Que fait-elle là d’ailleurs au milieu des LEBAS ? En fait cette jumelle d'il y a trois siècles se situe aux confins de ma galaxie maternelle. Elle « n’est que » la belle-mère de Marie-Thérèse LEBAS, une cousine germaine de Modeste LEBAS, mon ancêtre direct, personnage au centre d’un mystère familial que j’ai évoqué ailleurs, et arrière-grand-père de mon arrière-grand-mère Mélina dite aussi « Trompe-la-mort » car elle est morte à 89 ans après avoir été "extrêmisée" une douzaine de fois.J'interromps ce pastiche involontaire de la tirade du pompier de la Cantatrice chauve das sa fable "le rhume". Elle épouse un charpentier de Saulty de 15 ans son aîné mais qui vivra jusqu’à 102 ans. Elle le suit à Saulty où naissent leurs sept enfants. Je note parmi eux un Étienne, cabaretier durant la Révolution au relais de poste de L’Arbret - sur la route royale d’Arras à Amiens. Isidore et Nicolas reprennent le métier du père. Jean-Baptiste le dernier, celui qui épouse Marie-Thérèse LEBAS se déclare « potier de terre » en l’an VIII et panetier, c’est-à-dire qu’il moule des pannes, le nom din nou région des tuiles artésiennes ou flamandes.
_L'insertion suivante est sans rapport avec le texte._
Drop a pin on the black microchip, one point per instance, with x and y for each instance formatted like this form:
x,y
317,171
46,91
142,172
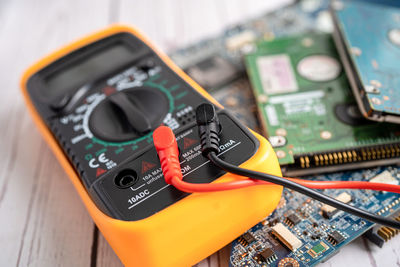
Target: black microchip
x,y
248,237
293,219
267,255
335,237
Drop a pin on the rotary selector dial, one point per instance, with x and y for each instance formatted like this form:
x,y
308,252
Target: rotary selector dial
x,y
128,114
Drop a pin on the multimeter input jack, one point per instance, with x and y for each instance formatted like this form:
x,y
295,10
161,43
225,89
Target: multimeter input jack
x,y
126,178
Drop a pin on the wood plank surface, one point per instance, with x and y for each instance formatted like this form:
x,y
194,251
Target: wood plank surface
x,y
42,220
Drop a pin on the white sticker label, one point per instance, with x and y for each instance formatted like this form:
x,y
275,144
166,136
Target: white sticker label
x,y
276,74
319,68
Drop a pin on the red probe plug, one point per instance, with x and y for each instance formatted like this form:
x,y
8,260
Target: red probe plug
x,y
168,152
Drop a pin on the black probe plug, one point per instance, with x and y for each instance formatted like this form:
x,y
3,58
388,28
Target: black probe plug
x,y
209,128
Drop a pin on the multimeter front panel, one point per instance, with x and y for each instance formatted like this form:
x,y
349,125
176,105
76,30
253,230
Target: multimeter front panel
x,y
102,102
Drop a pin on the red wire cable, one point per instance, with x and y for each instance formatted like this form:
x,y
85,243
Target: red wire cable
x,y
167,149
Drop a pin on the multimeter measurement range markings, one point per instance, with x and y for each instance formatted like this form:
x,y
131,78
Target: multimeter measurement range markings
x,y
186,170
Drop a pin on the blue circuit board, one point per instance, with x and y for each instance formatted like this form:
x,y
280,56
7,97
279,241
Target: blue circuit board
x,y
369,35
316,232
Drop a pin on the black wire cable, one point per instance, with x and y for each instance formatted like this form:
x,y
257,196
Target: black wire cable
x,y
212,156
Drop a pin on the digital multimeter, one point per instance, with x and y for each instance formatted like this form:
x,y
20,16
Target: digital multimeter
x,y
96,103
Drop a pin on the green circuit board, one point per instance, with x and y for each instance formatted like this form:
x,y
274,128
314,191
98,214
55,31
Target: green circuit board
x,y
308,111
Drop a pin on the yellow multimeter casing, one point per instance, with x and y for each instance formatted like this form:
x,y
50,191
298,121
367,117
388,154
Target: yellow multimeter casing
x,y
188,230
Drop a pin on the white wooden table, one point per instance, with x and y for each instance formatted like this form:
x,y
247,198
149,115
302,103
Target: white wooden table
x,y
42,221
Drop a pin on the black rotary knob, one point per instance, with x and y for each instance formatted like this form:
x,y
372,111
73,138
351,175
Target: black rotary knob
x,y
128,114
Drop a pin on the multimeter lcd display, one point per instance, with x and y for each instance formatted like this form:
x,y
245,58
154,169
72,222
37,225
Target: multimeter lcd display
x,y
84,69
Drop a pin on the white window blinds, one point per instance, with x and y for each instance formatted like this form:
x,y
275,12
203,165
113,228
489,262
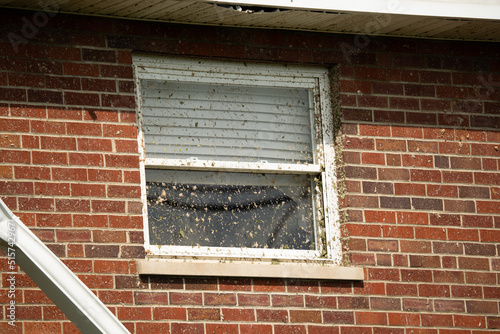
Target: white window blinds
x,y
228,122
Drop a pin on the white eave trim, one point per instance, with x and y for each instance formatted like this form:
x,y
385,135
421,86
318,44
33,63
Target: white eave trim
x,y
460,9
265,269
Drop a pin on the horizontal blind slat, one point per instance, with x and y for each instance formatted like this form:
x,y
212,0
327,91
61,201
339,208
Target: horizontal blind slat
x,y
224,122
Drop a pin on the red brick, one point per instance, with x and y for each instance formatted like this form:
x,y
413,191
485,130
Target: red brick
x,y
352,86
253,300
16,188
42,327
397,289
118,101
84,129
73,235
373,158
480,278
87,144
27,80
442,190
404,319
64,113
384,274
170,313
62,53
124,191
117,71
238,314
417,305
380,216
53,220
10,141
106,236
181,298
437,320
15,156
134,313
305,316
285,300
81,69
203,314
320,301
6,172
187,328
84,99
470,321
36,204
463,234
49,158
220,299
412,218
108,206
371,318
102,175
430,233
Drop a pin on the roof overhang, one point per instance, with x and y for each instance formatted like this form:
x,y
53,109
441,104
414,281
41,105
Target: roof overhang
x,y
437,19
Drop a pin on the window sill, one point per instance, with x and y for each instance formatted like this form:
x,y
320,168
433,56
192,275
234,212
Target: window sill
x,y
317,270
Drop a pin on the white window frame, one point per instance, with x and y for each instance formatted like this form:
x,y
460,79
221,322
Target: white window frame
x,y
220,72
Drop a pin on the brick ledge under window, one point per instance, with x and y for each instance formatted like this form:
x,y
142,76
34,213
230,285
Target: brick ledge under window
x,y
318,270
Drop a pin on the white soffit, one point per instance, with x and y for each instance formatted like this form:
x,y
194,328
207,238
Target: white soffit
x,y
437,19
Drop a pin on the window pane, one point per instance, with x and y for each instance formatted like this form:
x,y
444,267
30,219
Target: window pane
x,y
182,120
191,208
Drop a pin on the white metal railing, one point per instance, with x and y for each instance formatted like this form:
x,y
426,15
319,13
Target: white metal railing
x,y
59,283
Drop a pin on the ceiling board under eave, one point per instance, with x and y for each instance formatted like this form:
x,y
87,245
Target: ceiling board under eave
x,y
202,12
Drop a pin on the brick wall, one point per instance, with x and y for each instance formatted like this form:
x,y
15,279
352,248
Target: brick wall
x,y
420,141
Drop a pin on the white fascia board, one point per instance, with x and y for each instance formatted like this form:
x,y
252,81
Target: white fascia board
x,y
460,9
59,283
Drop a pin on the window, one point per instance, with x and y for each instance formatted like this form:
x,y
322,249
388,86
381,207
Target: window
x,y
237,160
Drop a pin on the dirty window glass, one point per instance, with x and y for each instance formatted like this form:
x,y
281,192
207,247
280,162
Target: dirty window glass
x,y
233,159
230,210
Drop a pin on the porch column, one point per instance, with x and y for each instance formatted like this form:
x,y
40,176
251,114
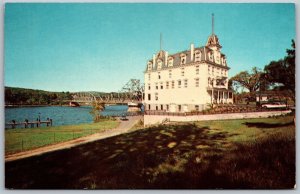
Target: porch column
x,y
223,99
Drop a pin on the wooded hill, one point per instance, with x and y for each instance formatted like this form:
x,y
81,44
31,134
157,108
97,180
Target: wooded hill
x,y
24,96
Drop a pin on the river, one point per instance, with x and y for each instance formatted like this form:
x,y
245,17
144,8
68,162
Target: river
x,y
61,115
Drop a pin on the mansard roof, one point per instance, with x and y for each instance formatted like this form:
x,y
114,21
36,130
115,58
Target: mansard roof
x,y
213,40
177,57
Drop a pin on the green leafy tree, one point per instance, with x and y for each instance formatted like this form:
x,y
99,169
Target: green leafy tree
x,y
281,73
249,80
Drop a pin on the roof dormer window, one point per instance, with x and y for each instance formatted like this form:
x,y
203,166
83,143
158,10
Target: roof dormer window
x,y
159,64
149,66
170,61
182,59
210,56
197,55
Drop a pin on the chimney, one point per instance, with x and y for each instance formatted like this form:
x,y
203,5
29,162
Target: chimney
x,y
166,58
192,51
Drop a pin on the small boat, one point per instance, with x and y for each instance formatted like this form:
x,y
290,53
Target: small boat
x,y
132,104
133,107
74,104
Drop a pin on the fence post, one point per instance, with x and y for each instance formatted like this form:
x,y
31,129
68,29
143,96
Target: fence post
x,y
22,145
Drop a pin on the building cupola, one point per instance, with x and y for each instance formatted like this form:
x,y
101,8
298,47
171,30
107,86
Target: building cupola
x,y
213,41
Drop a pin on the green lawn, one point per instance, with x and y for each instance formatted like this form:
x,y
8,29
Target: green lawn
x,y
17,140
246,154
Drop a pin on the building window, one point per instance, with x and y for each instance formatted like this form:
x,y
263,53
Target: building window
x,y
197,56
197,70
159,64
182,59
185,83
211,56
170,61
149,66
179,83
197,82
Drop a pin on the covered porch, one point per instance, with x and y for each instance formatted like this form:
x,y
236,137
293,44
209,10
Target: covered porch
x,y
220,95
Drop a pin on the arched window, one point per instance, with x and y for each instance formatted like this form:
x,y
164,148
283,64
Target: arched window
x,y
182,59
159,64
170,61
197,55
211,56
149,66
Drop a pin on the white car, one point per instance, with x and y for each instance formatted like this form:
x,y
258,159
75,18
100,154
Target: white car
x,y
274,105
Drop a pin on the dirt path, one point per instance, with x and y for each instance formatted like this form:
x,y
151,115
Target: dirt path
x,y
123,127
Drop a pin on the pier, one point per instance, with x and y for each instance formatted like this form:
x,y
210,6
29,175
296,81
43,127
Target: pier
x,y
31,124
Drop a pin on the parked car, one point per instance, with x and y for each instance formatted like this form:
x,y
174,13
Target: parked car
x,y
123,118
274,105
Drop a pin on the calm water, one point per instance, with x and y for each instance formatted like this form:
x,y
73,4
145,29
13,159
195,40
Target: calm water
x,y
59,115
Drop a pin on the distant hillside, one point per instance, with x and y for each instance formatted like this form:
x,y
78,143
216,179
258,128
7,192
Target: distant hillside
x,y
24,96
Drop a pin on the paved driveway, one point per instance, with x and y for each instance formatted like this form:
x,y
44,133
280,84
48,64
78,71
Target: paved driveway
x,y
123,127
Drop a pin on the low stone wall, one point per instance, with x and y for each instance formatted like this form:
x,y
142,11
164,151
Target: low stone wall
x,y
157,119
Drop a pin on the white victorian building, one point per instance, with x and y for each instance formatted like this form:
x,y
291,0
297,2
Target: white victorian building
x,y
187,81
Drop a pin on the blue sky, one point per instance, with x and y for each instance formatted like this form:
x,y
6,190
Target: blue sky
x,y
99,47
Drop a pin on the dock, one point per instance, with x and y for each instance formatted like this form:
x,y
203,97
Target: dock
x,y
31,124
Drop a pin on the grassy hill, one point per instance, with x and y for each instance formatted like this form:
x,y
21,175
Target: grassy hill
x,y
250,153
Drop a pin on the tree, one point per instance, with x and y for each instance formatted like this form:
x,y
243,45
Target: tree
x,y
250,81
281,73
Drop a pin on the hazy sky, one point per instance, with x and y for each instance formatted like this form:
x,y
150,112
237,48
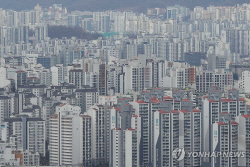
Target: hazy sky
x,y
93,5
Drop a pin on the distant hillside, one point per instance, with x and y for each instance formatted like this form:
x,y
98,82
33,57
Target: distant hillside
x,y
94,5
63,31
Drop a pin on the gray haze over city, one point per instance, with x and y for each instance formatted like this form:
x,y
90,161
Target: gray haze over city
x,y
125,83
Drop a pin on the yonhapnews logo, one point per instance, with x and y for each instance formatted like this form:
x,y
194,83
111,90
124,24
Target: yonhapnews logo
x,y
178,154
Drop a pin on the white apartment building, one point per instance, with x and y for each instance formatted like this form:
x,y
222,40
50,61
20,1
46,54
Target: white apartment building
x,y
116,148
225,139
244,138
29,133
98,134
166,137
66,136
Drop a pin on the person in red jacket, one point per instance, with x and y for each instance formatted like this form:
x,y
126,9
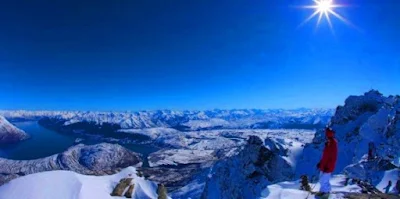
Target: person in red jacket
x,y
328,161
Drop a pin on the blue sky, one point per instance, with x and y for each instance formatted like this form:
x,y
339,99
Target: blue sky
x,y
136,55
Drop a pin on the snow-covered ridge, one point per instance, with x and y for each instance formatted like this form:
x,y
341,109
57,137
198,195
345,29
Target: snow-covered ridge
x,y
369,118
96,159
68,184
9,133
246,174
187,120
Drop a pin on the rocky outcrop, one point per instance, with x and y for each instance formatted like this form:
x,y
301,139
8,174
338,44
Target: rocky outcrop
x,y
9,133
96,159
369,170
246,174
369,119
121,186
161,192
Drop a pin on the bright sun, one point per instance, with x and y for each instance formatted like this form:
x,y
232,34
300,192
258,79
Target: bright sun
x,y
324,8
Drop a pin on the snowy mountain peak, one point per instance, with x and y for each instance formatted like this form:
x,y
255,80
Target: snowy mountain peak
x,y
246,174
364,121
9,133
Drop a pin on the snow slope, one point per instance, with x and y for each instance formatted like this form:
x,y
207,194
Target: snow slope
x,y
291,189
9,133
70,185
96,159
363,119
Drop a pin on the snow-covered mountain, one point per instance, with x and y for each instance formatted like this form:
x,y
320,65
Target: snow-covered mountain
x,y
96,159
9,133
187,120
248,173
369,118
68,185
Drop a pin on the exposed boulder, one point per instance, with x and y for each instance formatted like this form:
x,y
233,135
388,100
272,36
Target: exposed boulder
x,y
9,133
121,186
370,171
369,119
162,192
99,159
128,193
246,174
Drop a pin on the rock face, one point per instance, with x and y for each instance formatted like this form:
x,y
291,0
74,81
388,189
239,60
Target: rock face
x,y
162,192
9,133
369,119
369,170
121,186
96,159
246,174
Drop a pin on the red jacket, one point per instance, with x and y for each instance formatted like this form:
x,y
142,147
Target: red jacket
x,y
329,156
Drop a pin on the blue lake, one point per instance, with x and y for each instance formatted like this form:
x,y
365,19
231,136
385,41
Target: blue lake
x,y
45,142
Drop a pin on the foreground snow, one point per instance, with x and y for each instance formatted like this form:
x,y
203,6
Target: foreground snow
x,y
286,190
68,185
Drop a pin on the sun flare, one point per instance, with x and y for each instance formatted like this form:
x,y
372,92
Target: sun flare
x,y
324,8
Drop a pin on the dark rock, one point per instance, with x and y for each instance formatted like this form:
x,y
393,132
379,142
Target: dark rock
x,y
128,193
99,159
162,192
121,186
9,133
Me voilà tout content. J’ai complété la famille de cette lointaine jumelle. J’ai pu remonter beaucoup plus loin que d’ordinaire, sans être freiné par ce rideau de fer de 1737 : à Estrées-Wamin, les actes ont été conservés tant bien que mal (parfois dans un état pitoyable) depuis la fin du XVIIe siècle ; sa voisine Saulty fait mieux : les plus anciens registres de baptême datent de 1664, au moment où l’Artois passe sous l’autorité de la France.
Tout serait donc parfait mais le diable et les détails font bon ménage, on le sait. Au moment où je tape le point final sur mon clavier pourquoi ai-je lidée fâcheuse – ou judicieuse- de revoir l’acte original de baptême de Marie Alexandrine et patatras : un gribouillis me saute aux yeux que je n’avais même pas pris en considération à première lecture « un enfant femelle Née le jour davant ».Une fausse jumelle du 23 décembre ! Pas de chance.